I recently set out to find how this started. One of the marketers admitted it was because I posted to a newsgroup with my real email address. It's true, I had done that. However, it also occurred to me that since I have moved a few times, I've been using a remailing service, NetAddress (usa.net).
After posing as an advertiser, I discovered that NetAddress sells e-mail addresses of their customers to anybody who wants to buy them! This is NOT something they disclosed to me at the start. If I had known in advance how USA.net was going to destroy my mail service and my modest home-based consulting business, I would have gladly paid whatever bribe they wanted to keep the address private.
Now it appears they have changed their policy -- when you go to sign up they tell you to fill out this demographic form (which was not required when I first joined). They lead you to believe that you are only going to get an occasional ad from companies which make products that match your job, interests, or hobbies. I assure you, this is far from the case. I've received ads for every kind of unimaginable crap: Pyramid schemes, porno, and every dietary supplement on this sorry earth, to name just a few. I even received junk mail from a company who offered to flood everyone ELSE with my OWN junk mail if I paid them to do it, at the rate of 50,000 per hour!
I wrote NetAddress three times asking to clarify the policy and circumstances under which they will sell my address, and each time they failed to respond. I would assume that other commercial mail forwarding "services" operate the same way.
When I signed up, NetAddress assured me I was getting "Free E-Mail for LIFE!". Relying on that promise, I have given this address out to countless clients over the phone, I've put it on my business card, and I've subscribed to many weekly or monthly newsletters of companies I really need to do business with, and it's not so easy to just convert to another address. It turns out they really meant "Free JUNK mail for LIFE."
It's a good thing my life doesn't depend on this email account working, or I would have been dead a long time ago. Let everyone be warned that subscribing to such a "free" service may find it's far more costly than they could ever have imagined. What started out as a "convenient service" could easily turn out to be your worst nightmare. Some people wondered why I didn't use an anonymous remailer. My answer is; at the time, I thought the additional ability to read and answer my email from a remote location using a web browser was a good idea. It meant that if I went to visit relatives on a holiday, I didn't have to reprogram their mail client just for the days I was staying there. Oh, what a terrible price to pay for "convenience."
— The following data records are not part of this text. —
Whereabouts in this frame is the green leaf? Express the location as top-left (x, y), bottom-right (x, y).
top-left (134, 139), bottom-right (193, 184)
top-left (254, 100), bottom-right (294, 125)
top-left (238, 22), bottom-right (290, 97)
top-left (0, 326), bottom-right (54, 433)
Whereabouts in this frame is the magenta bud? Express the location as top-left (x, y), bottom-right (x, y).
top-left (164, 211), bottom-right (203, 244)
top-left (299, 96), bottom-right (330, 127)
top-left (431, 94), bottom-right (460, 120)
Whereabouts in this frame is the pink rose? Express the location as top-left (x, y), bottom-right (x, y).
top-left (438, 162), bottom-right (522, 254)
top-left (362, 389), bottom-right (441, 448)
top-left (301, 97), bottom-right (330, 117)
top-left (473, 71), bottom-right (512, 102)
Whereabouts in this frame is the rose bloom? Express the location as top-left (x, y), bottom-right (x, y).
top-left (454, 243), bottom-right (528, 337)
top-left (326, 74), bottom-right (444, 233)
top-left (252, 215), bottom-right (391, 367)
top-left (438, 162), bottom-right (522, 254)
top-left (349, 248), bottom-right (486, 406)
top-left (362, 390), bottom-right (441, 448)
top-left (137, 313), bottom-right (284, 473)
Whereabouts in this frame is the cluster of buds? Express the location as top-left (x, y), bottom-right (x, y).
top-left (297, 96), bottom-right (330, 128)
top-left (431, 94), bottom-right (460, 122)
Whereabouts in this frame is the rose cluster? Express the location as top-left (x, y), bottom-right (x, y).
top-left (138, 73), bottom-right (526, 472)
What's really discouraging to me is the vast numbers of people out there who can't respect the private property of others, and have to go around stealing the use it for their advertising purposes because they're too lazy to get off their fat butt and do any real work. These people are already robbing me of time and money which I can never recover. I've accepted the fact that this plague exists and we're just going have to fight it like any other disease. To that end, I hope this message will become a sort of "inoculation" which will help prevent others from falling victim to this destructive scourge.
Please, post this warning about commercial remailers for all to see. It might be nice if somebody did a survey of all the remailing services out there, to find out their policy is on selling names, but from my experience with NetAddress, you simply cannot trust them to disclose the whole truth.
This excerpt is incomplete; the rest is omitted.